Ailan Evans, DCNF
Facebook is blocking Republican Arizona Senate candidate Jim Lamon’s campaign ad featured during the Super Bowl, citing its rules against promoting the sale of firearms.
Lamon’s campaign attempted to run several Facebook ads showing a video of Lamon squaring off with actors representing President Joe Biden, House Speaker Nancy Pelosi and Democratic Arizona Sen. Mark Kelly in a parody of Western gunfights. The ads, which ran during the Super Bowl, include a scene in which Lamon shoots the weapons out of the hands of Biden, Pelosi and Kelly.

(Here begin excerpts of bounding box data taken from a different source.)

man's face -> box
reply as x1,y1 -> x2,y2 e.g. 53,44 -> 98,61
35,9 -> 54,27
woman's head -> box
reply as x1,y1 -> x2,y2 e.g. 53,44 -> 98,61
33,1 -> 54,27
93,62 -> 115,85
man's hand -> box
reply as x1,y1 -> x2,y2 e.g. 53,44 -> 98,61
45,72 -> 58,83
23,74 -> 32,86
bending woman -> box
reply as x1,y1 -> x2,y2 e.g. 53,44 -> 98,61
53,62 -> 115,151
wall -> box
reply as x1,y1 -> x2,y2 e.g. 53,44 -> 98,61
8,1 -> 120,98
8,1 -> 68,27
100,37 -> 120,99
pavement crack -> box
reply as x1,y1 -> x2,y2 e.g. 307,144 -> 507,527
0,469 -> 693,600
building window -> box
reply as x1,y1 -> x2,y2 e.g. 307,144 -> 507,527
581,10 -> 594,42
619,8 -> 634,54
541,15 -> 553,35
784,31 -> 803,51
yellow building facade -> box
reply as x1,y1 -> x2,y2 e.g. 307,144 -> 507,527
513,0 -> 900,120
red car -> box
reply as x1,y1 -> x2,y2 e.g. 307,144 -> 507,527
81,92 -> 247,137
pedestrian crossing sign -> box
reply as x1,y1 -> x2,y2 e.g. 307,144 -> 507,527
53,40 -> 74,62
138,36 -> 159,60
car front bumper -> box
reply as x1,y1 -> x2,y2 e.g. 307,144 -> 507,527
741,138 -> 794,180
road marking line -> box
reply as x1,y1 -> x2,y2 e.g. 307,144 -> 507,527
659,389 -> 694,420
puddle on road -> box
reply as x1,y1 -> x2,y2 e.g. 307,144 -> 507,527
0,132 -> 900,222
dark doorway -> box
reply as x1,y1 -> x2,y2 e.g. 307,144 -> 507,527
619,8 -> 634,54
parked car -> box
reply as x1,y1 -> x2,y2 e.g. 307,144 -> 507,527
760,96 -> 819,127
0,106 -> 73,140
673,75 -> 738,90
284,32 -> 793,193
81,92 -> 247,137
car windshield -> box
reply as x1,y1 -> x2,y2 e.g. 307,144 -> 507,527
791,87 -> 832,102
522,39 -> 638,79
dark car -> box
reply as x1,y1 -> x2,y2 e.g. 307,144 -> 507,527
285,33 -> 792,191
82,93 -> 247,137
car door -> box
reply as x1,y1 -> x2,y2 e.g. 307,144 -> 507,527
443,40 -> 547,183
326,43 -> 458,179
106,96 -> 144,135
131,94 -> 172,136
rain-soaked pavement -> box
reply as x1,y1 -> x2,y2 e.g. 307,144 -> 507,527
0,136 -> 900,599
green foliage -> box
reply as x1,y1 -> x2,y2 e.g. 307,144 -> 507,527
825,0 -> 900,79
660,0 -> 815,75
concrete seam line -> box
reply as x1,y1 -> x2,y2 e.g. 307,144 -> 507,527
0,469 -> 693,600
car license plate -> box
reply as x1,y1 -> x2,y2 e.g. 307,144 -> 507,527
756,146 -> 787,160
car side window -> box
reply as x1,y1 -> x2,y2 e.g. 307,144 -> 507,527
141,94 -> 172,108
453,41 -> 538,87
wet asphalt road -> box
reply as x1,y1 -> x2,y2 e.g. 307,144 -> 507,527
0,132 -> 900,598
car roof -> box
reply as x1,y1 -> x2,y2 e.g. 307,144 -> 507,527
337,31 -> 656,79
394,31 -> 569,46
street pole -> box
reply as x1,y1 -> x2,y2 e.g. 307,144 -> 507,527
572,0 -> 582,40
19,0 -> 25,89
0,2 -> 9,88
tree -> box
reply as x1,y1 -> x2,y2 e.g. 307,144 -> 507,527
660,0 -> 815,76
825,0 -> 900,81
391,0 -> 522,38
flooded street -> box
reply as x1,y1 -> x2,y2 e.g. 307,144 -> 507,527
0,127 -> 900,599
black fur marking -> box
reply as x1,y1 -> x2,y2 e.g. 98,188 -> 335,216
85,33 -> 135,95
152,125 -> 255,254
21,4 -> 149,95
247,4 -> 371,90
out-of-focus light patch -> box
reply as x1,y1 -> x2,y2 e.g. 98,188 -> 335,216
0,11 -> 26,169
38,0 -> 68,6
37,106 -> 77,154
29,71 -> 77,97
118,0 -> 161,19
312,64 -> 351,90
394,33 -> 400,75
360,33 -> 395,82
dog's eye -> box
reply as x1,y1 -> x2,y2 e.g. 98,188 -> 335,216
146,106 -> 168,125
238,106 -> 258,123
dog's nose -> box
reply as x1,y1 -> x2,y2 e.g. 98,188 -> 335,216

Facebook pulled the campaign’s ads after they had been running for several days, saying they violated the platform’s policies regarding “weapons, ammunition, or explosives,” an affiliate of the Lamon campaign told the Daily Caller News Foundation.
“This is the second time in a month our campaign’s message has been censored by Big Tech,” a representative from Lamon’s campaign said in a statement to the DCNF, referring to an incident in which Yahoo rejected a campaign ad featuring Lamon saying “Let’s Go Brandon.” “It’s incredibly disappointing that Facebook has decided to pull the Super Bowl ad but we shouldn’t be surprised given that one of our opponents is embedded in big tech.”
Facebook’s advertising policies on “weapons, ammunition, or explosives” state that “ads must not promote the sale or use of weapons, ammunition, or explosives,” which includes “ads for weapon modification accessories.” However, Lamon’s campaign ad does not directly promote the sale of any weapons, it merely features firearms.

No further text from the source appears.